The underwriting AI benchmark
The underwriting track of InsureBench measures how language models do the core job of an underwriter: read the submission, weigh the risk, and decide whether to offer cover and on what terms. Every case is grounded in real application materials and scored pass@1 against the outcome the work resolved to.
What the underwriting track tests
Underwriting is a judgement made under uncertainty, but it isn't a guess. An underwriter takes a submission, identifies the exposures that matter, checks them against appetite and guidelines, and produces a decision a file can be built on: accept, decline, or refer — and, if accepted, the limits, deductibles, exclusions, and pricing inputs that go with it. The underwriting track asks a model to do exactly that, from the same materials, and then checks the answer.

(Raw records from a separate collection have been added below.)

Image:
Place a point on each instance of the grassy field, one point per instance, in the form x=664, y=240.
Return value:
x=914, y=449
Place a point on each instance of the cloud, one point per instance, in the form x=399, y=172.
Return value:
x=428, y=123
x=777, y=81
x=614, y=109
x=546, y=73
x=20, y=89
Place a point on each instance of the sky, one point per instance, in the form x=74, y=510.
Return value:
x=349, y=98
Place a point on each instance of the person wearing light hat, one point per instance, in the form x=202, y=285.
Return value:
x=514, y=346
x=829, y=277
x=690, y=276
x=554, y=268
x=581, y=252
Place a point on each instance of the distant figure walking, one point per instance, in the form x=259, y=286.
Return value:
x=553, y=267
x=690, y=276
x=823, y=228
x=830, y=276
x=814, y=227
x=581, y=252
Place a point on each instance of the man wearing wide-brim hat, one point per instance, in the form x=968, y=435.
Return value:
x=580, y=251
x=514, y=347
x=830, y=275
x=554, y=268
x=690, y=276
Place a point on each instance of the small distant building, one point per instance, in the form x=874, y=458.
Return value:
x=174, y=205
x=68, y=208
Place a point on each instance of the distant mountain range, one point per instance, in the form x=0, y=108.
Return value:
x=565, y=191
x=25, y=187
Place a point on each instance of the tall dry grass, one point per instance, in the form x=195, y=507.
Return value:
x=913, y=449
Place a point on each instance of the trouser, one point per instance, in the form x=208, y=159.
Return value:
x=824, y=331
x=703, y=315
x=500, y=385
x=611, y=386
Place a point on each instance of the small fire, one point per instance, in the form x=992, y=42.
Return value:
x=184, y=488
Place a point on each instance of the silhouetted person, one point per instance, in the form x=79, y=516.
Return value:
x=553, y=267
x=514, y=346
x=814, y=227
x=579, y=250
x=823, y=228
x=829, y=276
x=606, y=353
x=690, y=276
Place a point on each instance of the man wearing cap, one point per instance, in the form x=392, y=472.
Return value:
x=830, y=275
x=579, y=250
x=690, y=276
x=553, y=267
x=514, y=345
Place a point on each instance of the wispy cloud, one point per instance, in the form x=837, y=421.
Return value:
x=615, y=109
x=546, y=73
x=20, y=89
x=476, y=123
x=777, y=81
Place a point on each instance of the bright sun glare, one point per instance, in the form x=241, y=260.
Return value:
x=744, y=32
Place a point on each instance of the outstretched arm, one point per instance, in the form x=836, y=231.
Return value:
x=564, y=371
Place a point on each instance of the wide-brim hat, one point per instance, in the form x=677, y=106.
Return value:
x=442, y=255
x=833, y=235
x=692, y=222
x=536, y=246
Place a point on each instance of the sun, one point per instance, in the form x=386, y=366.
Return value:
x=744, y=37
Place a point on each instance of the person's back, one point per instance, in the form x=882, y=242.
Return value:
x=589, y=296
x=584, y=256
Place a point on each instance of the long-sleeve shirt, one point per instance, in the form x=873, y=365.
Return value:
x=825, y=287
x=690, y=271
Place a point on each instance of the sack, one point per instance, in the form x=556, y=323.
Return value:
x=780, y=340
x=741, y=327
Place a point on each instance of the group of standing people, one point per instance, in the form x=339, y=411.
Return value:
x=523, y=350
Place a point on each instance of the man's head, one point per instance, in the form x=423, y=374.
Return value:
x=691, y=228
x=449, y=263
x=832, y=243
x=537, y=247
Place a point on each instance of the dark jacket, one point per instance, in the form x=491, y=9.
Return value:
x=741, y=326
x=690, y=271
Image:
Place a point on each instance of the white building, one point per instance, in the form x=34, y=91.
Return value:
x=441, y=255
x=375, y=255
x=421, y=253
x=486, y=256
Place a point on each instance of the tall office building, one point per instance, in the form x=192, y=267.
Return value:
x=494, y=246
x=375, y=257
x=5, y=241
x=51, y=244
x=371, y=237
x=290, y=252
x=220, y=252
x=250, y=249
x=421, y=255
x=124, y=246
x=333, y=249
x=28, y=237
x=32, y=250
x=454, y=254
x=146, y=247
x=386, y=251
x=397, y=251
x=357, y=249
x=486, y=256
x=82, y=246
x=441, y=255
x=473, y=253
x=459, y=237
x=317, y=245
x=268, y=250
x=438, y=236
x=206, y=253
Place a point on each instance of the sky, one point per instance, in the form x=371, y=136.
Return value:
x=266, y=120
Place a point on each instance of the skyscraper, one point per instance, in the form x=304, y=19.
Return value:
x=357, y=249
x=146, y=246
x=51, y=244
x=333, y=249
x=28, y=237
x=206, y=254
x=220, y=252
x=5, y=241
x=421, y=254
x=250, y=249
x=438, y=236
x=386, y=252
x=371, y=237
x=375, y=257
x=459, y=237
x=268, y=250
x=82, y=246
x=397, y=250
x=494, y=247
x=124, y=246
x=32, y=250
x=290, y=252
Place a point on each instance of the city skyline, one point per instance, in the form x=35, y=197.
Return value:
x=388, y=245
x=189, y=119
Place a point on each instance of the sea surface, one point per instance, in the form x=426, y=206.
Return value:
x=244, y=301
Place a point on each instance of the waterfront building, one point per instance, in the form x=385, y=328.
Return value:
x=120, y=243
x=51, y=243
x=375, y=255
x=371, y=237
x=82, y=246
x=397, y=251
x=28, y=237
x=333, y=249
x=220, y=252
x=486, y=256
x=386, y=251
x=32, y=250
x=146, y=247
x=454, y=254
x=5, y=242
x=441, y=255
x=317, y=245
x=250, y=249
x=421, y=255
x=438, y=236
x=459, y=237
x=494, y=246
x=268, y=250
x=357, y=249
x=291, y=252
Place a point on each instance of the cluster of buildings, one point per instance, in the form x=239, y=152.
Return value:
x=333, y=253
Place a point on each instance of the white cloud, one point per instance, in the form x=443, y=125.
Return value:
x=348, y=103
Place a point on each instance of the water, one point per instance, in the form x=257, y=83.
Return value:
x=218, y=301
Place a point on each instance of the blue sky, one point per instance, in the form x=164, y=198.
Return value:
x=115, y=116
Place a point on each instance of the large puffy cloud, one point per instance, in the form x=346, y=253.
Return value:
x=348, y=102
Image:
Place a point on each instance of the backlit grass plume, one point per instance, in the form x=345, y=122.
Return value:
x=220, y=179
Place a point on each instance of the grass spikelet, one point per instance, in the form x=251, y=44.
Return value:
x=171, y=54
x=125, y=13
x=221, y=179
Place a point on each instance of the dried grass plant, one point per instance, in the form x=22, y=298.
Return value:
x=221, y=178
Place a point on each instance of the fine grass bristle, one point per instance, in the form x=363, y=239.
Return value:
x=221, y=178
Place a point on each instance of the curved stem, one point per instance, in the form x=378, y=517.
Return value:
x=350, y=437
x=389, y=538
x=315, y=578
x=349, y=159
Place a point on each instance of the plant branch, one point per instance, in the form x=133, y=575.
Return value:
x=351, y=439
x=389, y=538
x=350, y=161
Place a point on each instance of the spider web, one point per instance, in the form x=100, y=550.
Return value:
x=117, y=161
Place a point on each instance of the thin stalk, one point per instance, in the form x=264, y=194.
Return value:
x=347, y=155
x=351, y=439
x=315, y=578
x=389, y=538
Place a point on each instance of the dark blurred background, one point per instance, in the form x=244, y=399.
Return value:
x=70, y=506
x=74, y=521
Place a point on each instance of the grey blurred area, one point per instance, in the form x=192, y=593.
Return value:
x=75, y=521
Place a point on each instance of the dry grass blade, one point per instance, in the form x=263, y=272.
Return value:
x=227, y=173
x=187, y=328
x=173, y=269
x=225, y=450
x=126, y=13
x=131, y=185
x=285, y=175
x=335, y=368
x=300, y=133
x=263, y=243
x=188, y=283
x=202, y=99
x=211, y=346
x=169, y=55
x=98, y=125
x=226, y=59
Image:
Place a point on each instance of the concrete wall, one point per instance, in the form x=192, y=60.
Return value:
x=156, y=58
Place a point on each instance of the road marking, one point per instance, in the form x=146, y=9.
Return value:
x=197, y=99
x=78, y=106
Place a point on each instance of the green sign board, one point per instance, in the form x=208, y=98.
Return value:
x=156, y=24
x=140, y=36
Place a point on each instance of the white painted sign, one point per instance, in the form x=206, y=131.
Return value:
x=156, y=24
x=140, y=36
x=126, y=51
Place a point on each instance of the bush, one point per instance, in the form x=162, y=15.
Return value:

Because each case resolves to a recorded outcome, the benchmark rewards models that reach the right call for the right reasons, not models that produce a confident-sounding memo. This is what separates an underwriting AI benchmark from a general reasoning test: the answer is the decision, and the decision is checkable.
Why underwriting is hard for AI
- The signal is buried. The fact that changes the decision is often one line in a long application or an attachment, not the headline figures.
- Guidelines are specific. Appetite, referral triggers, and capacity limits are precise; a near-miss is still a miss.
- Documents disagree. Submissions contain inconsistencies a model has to notice and resolve rather than average over.
- Terms compound. A defensible accept can still be wrong if the limits, exclusions, or pricing inputs attached to it aren't.
Example case types
Underwriting cases span lines and decisions, for example:
- Decide whether a commercial property risk falls within appetite given the construction, occupancy, and loss history in the submission.
- Set the correct exclusions and conditions for a liability risk with a flagged prior claim.
- Identify the referral trigger that takes a case out of an underwriter's authority.
- Determine the pricing inputs that follow from the exposure data once the controlling guideline is applied.
How it's scored
Models run pass@1 — one attempt, no retries — and the response is compared to the recorded underwriting outcome. A decision is scored against the decision actually made; numeric terms are scored against the recorded values within a defined tolerance. The full rules are in the methodology. Underwriting is one of three families in the wider InsureBench insurance AI benchmark, alongside claims and actuarial work.